3.4.2017   

NL

Publicatieblad van de Europese Unie

C 104/53


Beroep ingesteld op 20 januari 2017 — DQ e.a./Parlement

(Zaak T-38/17)

(2017/C 104/74)

Procestaal: Frans

Partijen

Verzoekende partijen: DQ en dertien andere partijen (vertegenwoordiger: M. Casado García-Hirschfeld, advocaat)

Verwerende partij: Europees Parlement

Conclusies

De verzoekende partijen verzoeken het Gerecht:

het onderhavige beroep ontvankelijk te verklaren;

de verwerende partij te veroordelen tot betaling van een bedrag van 92 200 EUR voor de geleden materiële schade;

de verwerende partij te verwijzen in alle kosten van de procedure.

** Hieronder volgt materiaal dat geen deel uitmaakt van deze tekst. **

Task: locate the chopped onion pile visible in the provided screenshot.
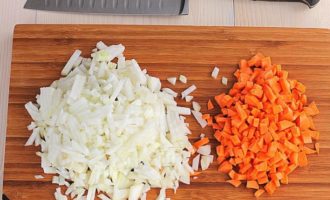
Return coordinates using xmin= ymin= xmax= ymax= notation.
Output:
xmin=25 ymin=42 xmax=195 ymax=200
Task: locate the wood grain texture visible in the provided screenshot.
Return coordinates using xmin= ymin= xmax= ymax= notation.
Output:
xmin=4 ymin=24 xmax=330 ymax=199
xmin=0 ymin=0 xmax=36 ymax=196
xmin=3 ymin=0 xmax=330 ymax=196
xmin=234 ymin=0 xmax=330 ymax=28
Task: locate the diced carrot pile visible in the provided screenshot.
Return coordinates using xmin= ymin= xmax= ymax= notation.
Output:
xmin=207 ymin=53 xmax=320 ymax=196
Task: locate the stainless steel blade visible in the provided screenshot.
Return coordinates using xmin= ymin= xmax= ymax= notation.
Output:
xmin=24 ymin=0 xmax=189 ymax=15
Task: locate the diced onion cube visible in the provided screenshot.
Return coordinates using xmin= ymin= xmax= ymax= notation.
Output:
xmin=222 ymin=76 xmax=228 ymax=86
xmin=96 ymin=41 xmax=108 ymax=50
xmin=192 ymin=154 xmax=200 ymax=171
xmin=192 ymin=101 xmax=201 ymax=112
xmin=211 ymin=67 xmax=219 ymax=79
xmin=192 ymin=110 xmax=207 ymax=128
xmin=167 ymin=77 xmax=177 ymax=85
xmin=34 ymin=175 xmax=45 ymax=179
xmin=197 ymin=145 xmax=211 ymax=156
xmin=181 ymin=85 xmax=197 ymax=99
xmin=201 ymin=155 xmax=213 ymax=171
xmin=179 ymin=75 xmax=187 ymax=84
xmin=162 ymin=88 xmax=178 ymax=97
xmin=61 ymin=50 xmax=82 ymax=76
xmin=185 ymin=96 xmax=193 ymax=102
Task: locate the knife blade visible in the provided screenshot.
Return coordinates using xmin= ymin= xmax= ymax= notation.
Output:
xmin=254 ymin=0 xmax=320 ymax=8
xmin=24 ymin=0 xmax=189 ymax=15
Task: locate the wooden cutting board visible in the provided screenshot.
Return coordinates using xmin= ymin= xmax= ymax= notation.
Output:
xmin=4 ymin=25 xmax=330 ymax=200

Middelen en voornaamste argumenten

Ter ondersteuning van hun beroep voeren de verzoekende partijen zes middelen aan.

1.

Eerste middel, ontleend aan verschillende fouten en tekortkomingen van de administratie van de verwerende partij die de oorzaak zouden zijn geweest voor de materiële schade die de verzoekende partijen hebben geleden, namelijk alle advocaatkosten die zij hebben gemaakt in het kader van het verzoek om bijstand dat zij op 24 januari 2014 hebben ingediend krachtens artikel 24, eerste alinea, van het Ambtenarenstatuut.

2.

Tweede middel, ontleend aan een onregelmatige gedraging, met name een nadelige aantasting van de belangen van de Unie bij de selectieprocedures van kandidaten, en onrechtmatig en intimiderend gedrag van het hoofd van verzoekers’ eenheid bij de dagelijkse uitoefening van hun werkzaamheden.

3.

Derde middel, ontleend aan de afbreuk door die gedraging aan verzoekers’ waardigheid alsmede aan hun fysieke en psychische gezondheid waardoor schade is toegebracht aan hun loopbaan en hun gezinsleven.

4.

Vierde middel, ontleend aan reële en actuele schade van de verzoekende partijen welke nauw verband houdt met de kwaadwilligheid van het Parlement jegens hen alsmede met de vele stappen die zij hebben moeten ondernemen, met name de noodzaak om het advies van een advocaat in te winnen.

5.

Vijfde middel, ontleend aan het ontbreken van een reactie van verzoekers’ hiërarchieke meerderen ondanks de spoed en de ernst van de door hen aan de orde gestelde feiten. Verzoekers zijn met name van mening dat die omstandigheden hadden moeten leiden tot een beëindiging door hun hiërarchieke meerderen van:

de onrechtmatige activiteiten;

het onrechtmatig en intimiderend gedrag van het hoofd van hun eenheid alsmede de onredelijke termijn van de administratie om maatregelen te treffen;

hun slechte werkomstandigheden, waardoor een blijvende interventie van hun advocaat had kunnen worden vermeden.

6.

Zesde middel, ontleend buitengewone omstandigheden waardoor het noodzakelijk en zelfs onvermijdelijk zou zijn geweest om een advocaat in te schakelen teneinde verzoekers’ rechten te behouden en ervoor te zorgen dat het TABG in actie zou komen tegen het psychisch en seksueel geweld waarmee zij werden geconfronteerd. De inschakeling van hun advocaat is eveneens gerechtvaardigd teneinde de vertrouwelijkheid van hun getuigenissen te waarborgen en zich te beschermen tegen juridische inconsistenties en nalatigheden van hun hiërarchieke meerderen, en dit met het doel om een einde te maken aan hun onaanvaardbare arbeidsomstandigheden.